こんにちは、パオロ・マッツァリーノです。
日本の戸籍にも、ミドルネームを正式に導入することを検討してみてはいかがでしょう、というのが本日の提案です。
そんなことして、なんの意味があるのか? おおいにあるんです。いわゆるキラキラネーム問題を解決できるかもしれません。
こどもに読みにくい名前をつける習慣は、日本では鎌倉時代からあったわけで伝統といえなくもないのですが、近年、英語のような名前に漢字をムリヤリ当てるものなどが増えてきました。親はいいけど、学校の先生が読めなくて困るし、なによりこども本人がイヤな思いをすることもあるんじゃないか、などと世間の風当たりはかなり強い。
こないだネットの芸能ニュースで読みました。お笑い芸人のゴージャスさんが、生まれた娘にエスメラルダという名前をつけたいけれどムリだろうなと悩んでるそうです。ほとんどの人にとってどうでもいいニュースですが、じつは、同じ悩みを持つ親御さんは、意外と多いんじゃないかと思うんですよ。本当は、こどもにちょっと変わった名前をつけてみたいけど、世間体を考えると、あたりさわりのない名前をつけるしかないか……。
戸籍にミドルネームが使えるようになれば、その悩みは解消します。名前をふたつつけられるようになりますから、正式な名前は普通の読みかたをするオーソドックスなもの――たとえば花子とつけます。で、ミドルネームをエスメラルダにするんです。戸籍上の名前が「山田エスメラルダ花子」みたいになるわけです。
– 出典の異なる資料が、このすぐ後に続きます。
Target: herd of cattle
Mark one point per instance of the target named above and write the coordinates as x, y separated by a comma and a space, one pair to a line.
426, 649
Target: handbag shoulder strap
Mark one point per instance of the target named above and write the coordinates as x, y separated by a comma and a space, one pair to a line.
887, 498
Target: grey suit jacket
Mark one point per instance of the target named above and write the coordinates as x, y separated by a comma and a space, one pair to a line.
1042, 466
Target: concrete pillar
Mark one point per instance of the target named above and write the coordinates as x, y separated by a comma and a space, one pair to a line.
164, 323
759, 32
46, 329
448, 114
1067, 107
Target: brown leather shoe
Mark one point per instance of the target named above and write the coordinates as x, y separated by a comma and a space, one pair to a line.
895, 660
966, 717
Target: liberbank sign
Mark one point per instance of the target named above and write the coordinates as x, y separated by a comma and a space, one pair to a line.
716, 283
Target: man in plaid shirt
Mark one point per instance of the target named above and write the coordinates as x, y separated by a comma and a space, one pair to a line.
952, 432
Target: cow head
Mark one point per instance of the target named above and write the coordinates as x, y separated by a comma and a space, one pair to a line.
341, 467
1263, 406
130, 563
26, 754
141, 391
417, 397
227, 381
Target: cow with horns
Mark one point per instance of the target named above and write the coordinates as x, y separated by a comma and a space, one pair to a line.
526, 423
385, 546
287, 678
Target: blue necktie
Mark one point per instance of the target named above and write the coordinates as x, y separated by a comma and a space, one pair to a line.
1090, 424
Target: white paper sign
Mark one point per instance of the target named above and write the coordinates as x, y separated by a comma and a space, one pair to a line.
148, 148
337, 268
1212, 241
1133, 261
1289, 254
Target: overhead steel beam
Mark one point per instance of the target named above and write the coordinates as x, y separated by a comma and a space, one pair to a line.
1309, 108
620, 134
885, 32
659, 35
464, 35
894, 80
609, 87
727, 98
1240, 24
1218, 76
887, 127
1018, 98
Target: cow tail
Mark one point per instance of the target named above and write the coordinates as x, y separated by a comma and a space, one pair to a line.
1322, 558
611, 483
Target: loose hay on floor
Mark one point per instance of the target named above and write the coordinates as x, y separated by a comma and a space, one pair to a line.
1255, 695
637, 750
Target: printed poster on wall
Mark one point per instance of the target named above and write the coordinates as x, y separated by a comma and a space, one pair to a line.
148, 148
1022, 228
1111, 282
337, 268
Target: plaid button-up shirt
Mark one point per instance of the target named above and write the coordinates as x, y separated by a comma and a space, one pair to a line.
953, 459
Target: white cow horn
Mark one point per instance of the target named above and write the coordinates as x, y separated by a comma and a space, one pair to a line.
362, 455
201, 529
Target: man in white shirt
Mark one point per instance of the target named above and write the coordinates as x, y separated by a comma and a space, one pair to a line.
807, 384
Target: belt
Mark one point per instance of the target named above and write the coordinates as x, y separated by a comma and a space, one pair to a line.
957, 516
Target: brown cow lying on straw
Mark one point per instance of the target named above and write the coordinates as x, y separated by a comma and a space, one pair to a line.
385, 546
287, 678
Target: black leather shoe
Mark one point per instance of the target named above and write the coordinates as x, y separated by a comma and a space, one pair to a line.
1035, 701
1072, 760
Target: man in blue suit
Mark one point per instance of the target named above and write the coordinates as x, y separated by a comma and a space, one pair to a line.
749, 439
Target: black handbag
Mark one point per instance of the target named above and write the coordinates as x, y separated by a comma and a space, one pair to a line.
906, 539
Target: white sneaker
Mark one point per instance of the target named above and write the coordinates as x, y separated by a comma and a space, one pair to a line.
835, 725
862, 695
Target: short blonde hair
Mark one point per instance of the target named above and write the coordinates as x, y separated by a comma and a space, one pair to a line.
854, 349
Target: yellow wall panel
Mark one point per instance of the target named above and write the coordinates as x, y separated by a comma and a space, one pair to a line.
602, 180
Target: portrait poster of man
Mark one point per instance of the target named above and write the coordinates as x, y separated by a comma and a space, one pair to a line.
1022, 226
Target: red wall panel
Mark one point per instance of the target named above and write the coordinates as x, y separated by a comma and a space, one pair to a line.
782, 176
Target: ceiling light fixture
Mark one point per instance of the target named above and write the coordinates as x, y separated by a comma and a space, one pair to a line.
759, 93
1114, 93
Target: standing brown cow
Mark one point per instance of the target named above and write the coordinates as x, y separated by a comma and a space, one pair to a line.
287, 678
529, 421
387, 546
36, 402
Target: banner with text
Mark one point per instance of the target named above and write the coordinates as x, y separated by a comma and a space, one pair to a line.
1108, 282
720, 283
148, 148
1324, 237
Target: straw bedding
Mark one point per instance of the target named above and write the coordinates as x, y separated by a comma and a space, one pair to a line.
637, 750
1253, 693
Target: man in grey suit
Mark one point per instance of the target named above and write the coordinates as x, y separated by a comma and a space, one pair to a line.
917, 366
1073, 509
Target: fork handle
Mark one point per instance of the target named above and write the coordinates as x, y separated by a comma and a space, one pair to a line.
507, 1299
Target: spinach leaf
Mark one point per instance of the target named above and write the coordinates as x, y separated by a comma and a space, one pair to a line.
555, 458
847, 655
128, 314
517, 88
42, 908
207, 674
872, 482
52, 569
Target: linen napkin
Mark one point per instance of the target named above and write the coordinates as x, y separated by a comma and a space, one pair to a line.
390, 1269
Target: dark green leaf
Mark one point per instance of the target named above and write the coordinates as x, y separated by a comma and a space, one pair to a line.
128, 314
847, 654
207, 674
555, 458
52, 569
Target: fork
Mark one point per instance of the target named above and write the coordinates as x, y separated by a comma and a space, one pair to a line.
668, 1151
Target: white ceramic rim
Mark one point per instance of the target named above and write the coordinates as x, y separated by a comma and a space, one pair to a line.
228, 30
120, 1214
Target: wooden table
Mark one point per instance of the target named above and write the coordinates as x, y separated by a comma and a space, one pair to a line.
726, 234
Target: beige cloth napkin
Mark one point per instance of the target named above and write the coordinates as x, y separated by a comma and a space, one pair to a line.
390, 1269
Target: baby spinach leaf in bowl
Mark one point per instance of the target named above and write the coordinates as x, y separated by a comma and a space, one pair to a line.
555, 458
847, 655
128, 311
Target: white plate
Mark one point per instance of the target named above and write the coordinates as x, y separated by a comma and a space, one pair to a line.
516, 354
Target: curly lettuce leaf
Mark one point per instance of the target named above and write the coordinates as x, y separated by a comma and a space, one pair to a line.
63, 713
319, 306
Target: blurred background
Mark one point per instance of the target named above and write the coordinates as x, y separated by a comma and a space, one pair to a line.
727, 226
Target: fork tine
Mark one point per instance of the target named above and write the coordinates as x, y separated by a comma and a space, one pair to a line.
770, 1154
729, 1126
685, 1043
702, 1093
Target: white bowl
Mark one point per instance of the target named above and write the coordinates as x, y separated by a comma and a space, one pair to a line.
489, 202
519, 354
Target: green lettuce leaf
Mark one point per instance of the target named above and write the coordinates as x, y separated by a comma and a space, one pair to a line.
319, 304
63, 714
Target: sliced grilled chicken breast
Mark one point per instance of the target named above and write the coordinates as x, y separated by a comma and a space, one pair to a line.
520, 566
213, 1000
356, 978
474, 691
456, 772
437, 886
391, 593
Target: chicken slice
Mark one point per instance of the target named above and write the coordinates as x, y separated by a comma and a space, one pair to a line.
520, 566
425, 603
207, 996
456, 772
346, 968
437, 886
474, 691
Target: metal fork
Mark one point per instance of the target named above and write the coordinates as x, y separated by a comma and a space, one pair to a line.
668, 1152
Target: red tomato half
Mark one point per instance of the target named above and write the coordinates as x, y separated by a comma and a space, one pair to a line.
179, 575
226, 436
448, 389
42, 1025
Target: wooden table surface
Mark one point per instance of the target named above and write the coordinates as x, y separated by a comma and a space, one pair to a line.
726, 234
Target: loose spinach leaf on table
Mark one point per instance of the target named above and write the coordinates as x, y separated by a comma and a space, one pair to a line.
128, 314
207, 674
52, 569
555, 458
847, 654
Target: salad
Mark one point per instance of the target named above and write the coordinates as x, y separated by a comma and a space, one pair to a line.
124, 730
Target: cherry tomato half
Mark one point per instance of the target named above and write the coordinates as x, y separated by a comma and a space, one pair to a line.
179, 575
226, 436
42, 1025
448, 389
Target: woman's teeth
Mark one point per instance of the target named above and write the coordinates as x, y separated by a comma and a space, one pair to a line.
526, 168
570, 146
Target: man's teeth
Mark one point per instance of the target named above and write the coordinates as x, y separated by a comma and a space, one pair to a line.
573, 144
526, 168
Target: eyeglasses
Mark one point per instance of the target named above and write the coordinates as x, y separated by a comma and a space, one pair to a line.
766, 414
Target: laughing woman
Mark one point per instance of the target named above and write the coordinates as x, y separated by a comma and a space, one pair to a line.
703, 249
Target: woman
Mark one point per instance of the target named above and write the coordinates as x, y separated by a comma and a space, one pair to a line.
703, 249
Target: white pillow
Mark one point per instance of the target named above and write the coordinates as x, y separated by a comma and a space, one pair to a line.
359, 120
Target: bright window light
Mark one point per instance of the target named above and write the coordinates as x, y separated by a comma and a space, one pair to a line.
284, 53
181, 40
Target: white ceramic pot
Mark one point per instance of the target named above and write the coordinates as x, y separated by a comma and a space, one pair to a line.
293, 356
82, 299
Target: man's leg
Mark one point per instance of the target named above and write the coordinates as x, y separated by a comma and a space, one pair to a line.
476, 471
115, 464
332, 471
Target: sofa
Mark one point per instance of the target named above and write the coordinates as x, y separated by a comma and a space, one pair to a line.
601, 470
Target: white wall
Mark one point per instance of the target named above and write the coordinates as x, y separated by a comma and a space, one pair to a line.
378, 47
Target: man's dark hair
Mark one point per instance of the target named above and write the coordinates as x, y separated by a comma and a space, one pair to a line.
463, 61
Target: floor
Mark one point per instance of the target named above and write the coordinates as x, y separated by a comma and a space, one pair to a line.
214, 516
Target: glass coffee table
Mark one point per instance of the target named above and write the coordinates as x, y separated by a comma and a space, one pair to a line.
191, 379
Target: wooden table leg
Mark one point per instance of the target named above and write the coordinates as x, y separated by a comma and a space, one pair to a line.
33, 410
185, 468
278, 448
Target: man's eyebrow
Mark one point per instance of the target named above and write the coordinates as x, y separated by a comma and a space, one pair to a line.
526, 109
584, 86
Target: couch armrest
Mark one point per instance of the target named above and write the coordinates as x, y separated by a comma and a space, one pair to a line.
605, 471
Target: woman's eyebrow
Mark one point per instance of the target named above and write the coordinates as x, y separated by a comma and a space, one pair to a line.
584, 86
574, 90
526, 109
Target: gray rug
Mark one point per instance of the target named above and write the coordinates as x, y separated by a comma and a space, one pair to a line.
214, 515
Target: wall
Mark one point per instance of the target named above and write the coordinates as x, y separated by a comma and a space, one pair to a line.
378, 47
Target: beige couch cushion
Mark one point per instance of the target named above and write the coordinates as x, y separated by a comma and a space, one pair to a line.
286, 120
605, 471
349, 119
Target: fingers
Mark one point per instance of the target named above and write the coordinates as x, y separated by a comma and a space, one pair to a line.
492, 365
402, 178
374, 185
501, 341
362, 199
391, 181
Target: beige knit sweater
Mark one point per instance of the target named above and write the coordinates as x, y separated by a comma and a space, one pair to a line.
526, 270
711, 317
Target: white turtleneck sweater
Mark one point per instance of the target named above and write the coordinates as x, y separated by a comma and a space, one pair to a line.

学校では山田花子を使い、家ではエスメラルダと呼べばいい。先生も困らないし、親も満足です。もしもこどもが大きくなって、エスメラルダなんて名前は恥ずかしいと思ったら、花子だけを名乗ることができますから、ヘンな名前をつけられた、と親が恨まれることもありません。もちろん、本人が気に入れば、ミドルネームのほうを普段から通称として使ってもいいわけで。
これは決して、日本文化の破壊でも侮辱でもありません。むかしの武士や武将は、「いみな」などのミドルネームを持ってたのですから。源九郎義経とか、大岡越前守忠相みたいなね。大岡忠相が本当の名前ですが、どちらかというとミドルネームの大岡越前のほうが有名でよく使われます。だからといって、日本文化を愚弄してる、と批判する人はいません。
むしろミドルネームの導入こそが、日本の伝統文化の復権になりますし、こどもにヘンな名前をつけたがるむかしからの日本人の嗜好にも合致します。
正式な名前を常識的なものにしておけば、誰にはばかることもなく、ミドルネームでおもいっきり趣味に走ることができるんです。こどもの名前を考える楽しみが2倍になりますね。
なんだったら、これから生まれるこどもばかりでなく、オトナが自分で申請してミドルネームをつけられることにしてもいいかもしれません。